Spark Architecture and Internals
In this session, students will learn about Spark internals. We will look at the Spark cluster architecture covering topics such as job and task executing and scheduling, shuffling and the Catalyst optimizer.
Building Structured Streaming Jobs in Spark
In this session, students will be introduced to Spark Structured Streaming. Students will learn about data sources and data sinks and working with the Structured Streaming APIs. Students will look at stream processing techniques such as windowing and aggregation functions, checkpointing and watermarking and their use in stream processing jobs. Finally, students will investigate fault tolerance in stream processing jobs.

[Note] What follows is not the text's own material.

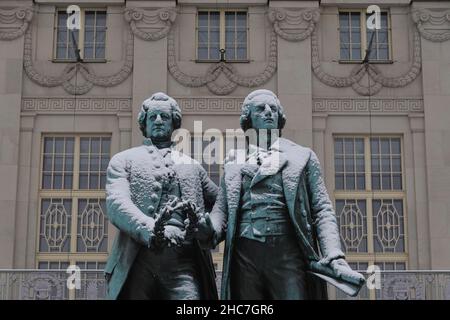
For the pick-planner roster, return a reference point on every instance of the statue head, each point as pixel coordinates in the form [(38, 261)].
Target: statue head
[(262, 110), (160, 115)]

Implementing Machine Learning Pipelines in Spark using MLlib
In this session, students will learn how to use the Spark Machine Learning Libraries to build machine learning pipelines. Students will be introduced to machine learning pipeline concepts such as Transformer and Estimator. They will learn to perform feature processing and how to evaluate and apply machine learning models.
Graph Processing with the GraphFrames API
In this session, attendees will learn to leverage the GraphFrames API for graph processing. Topics will include transforming data frames into a graph and performing graph analysis including page rank, shortest path, connected components, and label propagation.